Microsoft uses malware tactics to foist Windows 10 on more PCs - avckp
http://www.smh.com.au/technology/gadgets-on-the-go/microsoft-uses-malware-tactics-to-foist-windows-10-on-more-pcs-20160524-gp355z.html
======
pygy_
My in-law's laptop "upgraded to Win 10 all by itself" last week (that's how
they described it), and I can only suppose that one of them closed the nagging
pop up, unknowingly triggering the update.

After rebooting, neither the keyboard nor the trackpad would work. I had a
spare USB keyboard (no mouse), and I managed to delete the faulty drivers,
which were replaced on reboot by valid ones (the bad drivers were reported as
'up to date', so updating wouldn't do it).

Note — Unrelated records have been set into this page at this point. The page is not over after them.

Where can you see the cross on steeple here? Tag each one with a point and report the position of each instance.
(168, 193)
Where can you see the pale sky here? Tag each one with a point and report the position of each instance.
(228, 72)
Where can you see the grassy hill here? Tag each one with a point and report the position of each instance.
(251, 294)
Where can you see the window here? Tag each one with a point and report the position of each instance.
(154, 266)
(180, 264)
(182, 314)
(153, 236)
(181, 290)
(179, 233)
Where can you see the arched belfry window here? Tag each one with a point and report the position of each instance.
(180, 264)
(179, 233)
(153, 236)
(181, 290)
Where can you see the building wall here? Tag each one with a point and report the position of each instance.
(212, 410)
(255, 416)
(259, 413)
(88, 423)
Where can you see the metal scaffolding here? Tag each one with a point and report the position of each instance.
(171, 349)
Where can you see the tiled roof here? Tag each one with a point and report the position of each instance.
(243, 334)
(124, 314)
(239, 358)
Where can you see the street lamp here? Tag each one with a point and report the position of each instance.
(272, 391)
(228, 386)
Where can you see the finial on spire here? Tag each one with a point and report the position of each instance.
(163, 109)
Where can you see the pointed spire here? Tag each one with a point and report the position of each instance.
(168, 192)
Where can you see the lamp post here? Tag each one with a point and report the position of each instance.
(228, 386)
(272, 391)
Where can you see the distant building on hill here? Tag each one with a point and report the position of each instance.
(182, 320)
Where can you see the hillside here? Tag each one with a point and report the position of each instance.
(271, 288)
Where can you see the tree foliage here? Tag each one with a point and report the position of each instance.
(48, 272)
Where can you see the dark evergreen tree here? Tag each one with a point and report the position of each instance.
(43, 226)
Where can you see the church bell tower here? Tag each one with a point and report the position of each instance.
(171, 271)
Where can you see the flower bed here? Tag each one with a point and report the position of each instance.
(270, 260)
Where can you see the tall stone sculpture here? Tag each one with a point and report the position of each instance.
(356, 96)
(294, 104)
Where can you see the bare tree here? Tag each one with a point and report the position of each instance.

Disabling all the spyware features with only a keyboard during the post-
install setup wasn't fun. Thankfully, the device manager is still his old
Win95 self, and I could easily navigate through it even though I haven't owned
a Windows machine since XP.

I learned after the fact that refusing the User Agreement would revert to the
previous version of the OS. I wish I had known that before finalizing the
impromptu upgrade.

------
ensiferum
I'm just waiting for the day when Microsoft moves on to subscription based
service. Basically I'm assuming that they want their win10 user base high
enough and then one day they say "we changed our licensing policy to
subscription based" and then everyone has no choice but to pay $20 or whatever
every month or be locked out from their machines. There's probably some small
print in the win10 EULA that conveniently allows them to move onto this model
under the ruse of "rolling releases"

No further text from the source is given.